I’d never dreamed of setting a world record. But when the opportunity presented itself, I couldn’t refuse.

It happened last week at the amusement industry’s annual convention in Orlando. I go each year, eager to learn about new trends, technology and products that Children’s Fairyland might benefit from.

This year the keynote speaker for the General Managers and Owners’ Breakfast was Jim Patterson, Jr., chairman and CEO of the company that owns Ripley Entertainment, which operates 95 attractions under a dozen brands worldwide. Among them are San Francisco’s 10,000-square-foot Ripley’s Believe It Or Not! “Odditorium” and the Guinness World Records museums. The company welcomes some 13 million guests annually, has 39,000 employees, and takes in $8.4 billion in sales each year.

Placed around the ballroom were delightful oddities from the weird world of Ripley’s. On each of our tables was a box sealed with stickers saying “do not open.”

It’s been 96 years since Robert Ripley, a man fascinated by primitive cultures and artifacts, published his first “Believe It or Not!” newspaper cartoon. By 1933, the cartoon was read daily by millions of people; it was translated into 17 languages and published in 300 newspapers around the globe. Today it’s the longest-running comic strip in the world.

Pattison began his presentation with a humorous account of his life as a high school and college dropout and workplace washout – he was fired from his first job as delivery-truck driver. He was going to tell us about his company, he said, and its wonderfully quirky “Ripley Way,” but first he invited us to reveal the mystery of the boxes.

Each one contained a number of model glider airplanes made of balsa wood.

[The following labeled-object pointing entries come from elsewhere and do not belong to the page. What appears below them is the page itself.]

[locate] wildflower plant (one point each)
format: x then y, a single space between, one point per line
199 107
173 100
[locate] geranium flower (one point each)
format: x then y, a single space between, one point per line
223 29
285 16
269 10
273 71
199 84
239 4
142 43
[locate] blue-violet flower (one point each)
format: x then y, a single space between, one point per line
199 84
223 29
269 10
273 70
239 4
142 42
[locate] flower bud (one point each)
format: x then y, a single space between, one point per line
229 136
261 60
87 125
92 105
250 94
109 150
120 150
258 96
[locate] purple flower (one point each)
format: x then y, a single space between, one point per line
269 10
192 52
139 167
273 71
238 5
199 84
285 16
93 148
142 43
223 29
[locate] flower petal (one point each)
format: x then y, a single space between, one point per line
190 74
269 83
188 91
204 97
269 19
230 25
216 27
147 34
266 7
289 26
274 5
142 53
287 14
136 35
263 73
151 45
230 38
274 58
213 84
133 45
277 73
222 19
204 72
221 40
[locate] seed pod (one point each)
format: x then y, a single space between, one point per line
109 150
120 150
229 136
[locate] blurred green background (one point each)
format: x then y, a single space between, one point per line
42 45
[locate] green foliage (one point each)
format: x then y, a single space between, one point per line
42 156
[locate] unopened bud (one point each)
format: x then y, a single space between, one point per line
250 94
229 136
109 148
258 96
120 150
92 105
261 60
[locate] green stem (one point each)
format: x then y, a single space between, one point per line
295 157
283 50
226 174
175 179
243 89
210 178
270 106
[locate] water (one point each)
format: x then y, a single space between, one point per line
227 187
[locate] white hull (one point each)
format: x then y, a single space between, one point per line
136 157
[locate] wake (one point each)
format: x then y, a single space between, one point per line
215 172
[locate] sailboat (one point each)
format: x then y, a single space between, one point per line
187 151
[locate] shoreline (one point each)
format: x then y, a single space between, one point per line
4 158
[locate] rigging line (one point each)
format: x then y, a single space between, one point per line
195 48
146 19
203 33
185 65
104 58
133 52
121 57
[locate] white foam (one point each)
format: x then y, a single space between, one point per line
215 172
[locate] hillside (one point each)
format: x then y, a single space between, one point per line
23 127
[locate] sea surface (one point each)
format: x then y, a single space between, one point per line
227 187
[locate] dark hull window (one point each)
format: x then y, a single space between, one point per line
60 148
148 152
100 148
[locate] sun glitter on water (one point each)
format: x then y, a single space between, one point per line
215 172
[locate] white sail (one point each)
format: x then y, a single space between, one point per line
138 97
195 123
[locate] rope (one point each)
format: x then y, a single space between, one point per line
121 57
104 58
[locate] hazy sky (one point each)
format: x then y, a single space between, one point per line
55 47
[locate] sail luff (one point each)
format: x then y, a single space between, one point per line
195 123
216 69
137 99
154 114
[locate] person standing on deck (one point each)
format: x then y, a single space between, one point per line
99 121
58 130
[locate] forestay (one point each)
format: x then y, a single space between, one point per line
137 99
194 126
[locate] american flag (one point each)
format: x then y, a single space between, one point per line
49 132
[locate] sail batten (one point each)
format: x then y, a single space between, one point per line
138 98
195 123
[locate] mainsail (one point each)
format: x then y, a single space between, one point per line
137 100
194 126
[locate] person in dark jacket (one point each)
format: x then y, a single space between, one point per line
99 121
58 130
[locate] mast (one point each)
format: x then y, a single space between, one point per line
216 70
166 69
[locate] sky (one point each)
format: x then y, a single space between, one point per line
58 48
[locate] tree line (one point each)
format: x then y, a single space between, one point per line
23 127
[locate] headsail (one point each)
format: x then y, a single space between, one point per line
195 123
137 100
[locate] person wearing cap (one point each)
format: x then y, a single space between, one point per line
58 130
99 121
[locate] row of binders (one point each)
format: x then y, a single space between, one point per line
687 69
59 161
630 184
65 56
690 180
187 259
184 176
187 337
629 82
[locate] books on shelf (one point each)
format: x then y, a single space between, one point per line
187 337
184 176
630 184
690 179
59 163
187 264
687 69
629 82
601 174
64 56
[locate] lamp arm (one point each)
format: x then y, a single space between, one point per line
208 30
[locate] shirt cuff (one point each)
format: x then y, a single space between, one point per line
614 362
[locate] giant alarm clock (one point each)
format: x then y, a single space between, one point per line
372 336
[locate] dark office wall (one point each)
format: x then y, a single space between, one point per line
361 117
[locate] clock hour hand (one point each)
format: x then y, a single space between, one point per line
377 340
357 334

They were there for a reason, Pattison told us. We were going to attempt a world record: “The most people launching handheld model gliders simultaneously.” To underscore the seriousness of the effort, Pattison introduced a British-accented representative from Guinness World Records, who was there to officially verify our effort.

After receiving our instructions we got the 3-2-1 countdown, and then hundreds of guests threw their model gliders into the air in unison. While the numbers were tabulated, Pattison continued with his keynote talk.

Pattison described Ripley’s as being a “functionally dysfunctional” company, thanks in large part to the Ripley Way. Here are its components:

–Management by chaos is not all bad (be flexible)

–If it’s not broken, mess with it (continue to improve)

–Fight turf and bureaucracy (keep focus on the customer)

–Embrace technology

–Reduce debt quickly

–Think big, act small, do more with less (“we have some tickets priced at $10”)

–Disruptors: Always be aware (our competition is people’s time)

–Force change (most people dislike it anyway)

–It’s okay to fail; fix it and move on

–Due diligence (do your homework)

–Opportunity doesn’t make a reservation (go for it when it makes sense)

–Team equals chemistry (you don’t have to like each other to be successful)

–Never lose touch with your customer (get out from behind your desk).

The Guinness official then returned with the results of our effort. Thirteen people were disqualified for non-participation, one for pretending to be a plane, and another for launching the plane in the wrong direction. But the 647 people who simultaneously launched our handheld gliders succeeded in smashing the previous world record of 250.

Each participant was presented with an official certificate commemorating the event. If we want a personalized certificate, we can go to the Guinness website, where Pattison assured us we’d be given a 50 percent discount. “Hey, we’re entrepreneurial,” he laughed.

Then he announced that, in honor of our new record, his company was making a $10,000 donation to Give Kids the World, an industry-funded resort and theme park in Florida for children with life-threatening illnesses and their families.